6. Procedures and Locals

  1. 6.1. make_proc and apply_proc
    1. 6.1.1. vartag, varparam
  2. 6.2. make_general_proc and apply_general_proc
    1. 6.2.1. tail_call
    2. 6.2.2. PROCPROPS
  3. 6.3. Defining and using locals
    1. 6.3.1. identify, variable
    2. 6.3.2. ACCESS
    3. 6.3.3. current_env, env_offset
    4. 6.3.4. local_alloc, local_free_all, last_local
  4. 6.4. Heap storage

All procedures in TDF are essentially global; the only values which are accessible from the body of a procedure are those which are derived from global TAGs (introduced by TAGDEFs or TAGDECs), local TAGs defined within the procedure and parameter TAGs of the procedure.
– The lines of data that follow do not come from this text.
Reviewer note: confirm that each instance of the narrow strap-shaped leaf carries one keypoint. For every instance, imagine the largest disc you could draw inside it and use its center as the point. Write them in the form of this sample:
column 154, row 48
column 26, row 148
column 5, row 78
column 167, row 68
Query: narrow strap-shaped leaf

All executable code in TDF will arise from an EXP PROC made by either make_proc or make_general_proc. They differ in their treatment of how space for the actual parameters of a call is managed; in particular, is it the caller or the callee which deallocates the parameter space?

With make_proc, this management is conceptually done by the caller at an apply_proc; i.e. the normal C situation. This suffers from the limitation that tail-calls of procedures are then only possible in restricted circumstances (e.g. the space for the parameters of the tail-call must be capable of being included in caller's parameters) and could only be implemented as an optimisation within a translator. A producer could not predict these circumstances in a machine independent manner, whether or not it knew that a tail-call was valid.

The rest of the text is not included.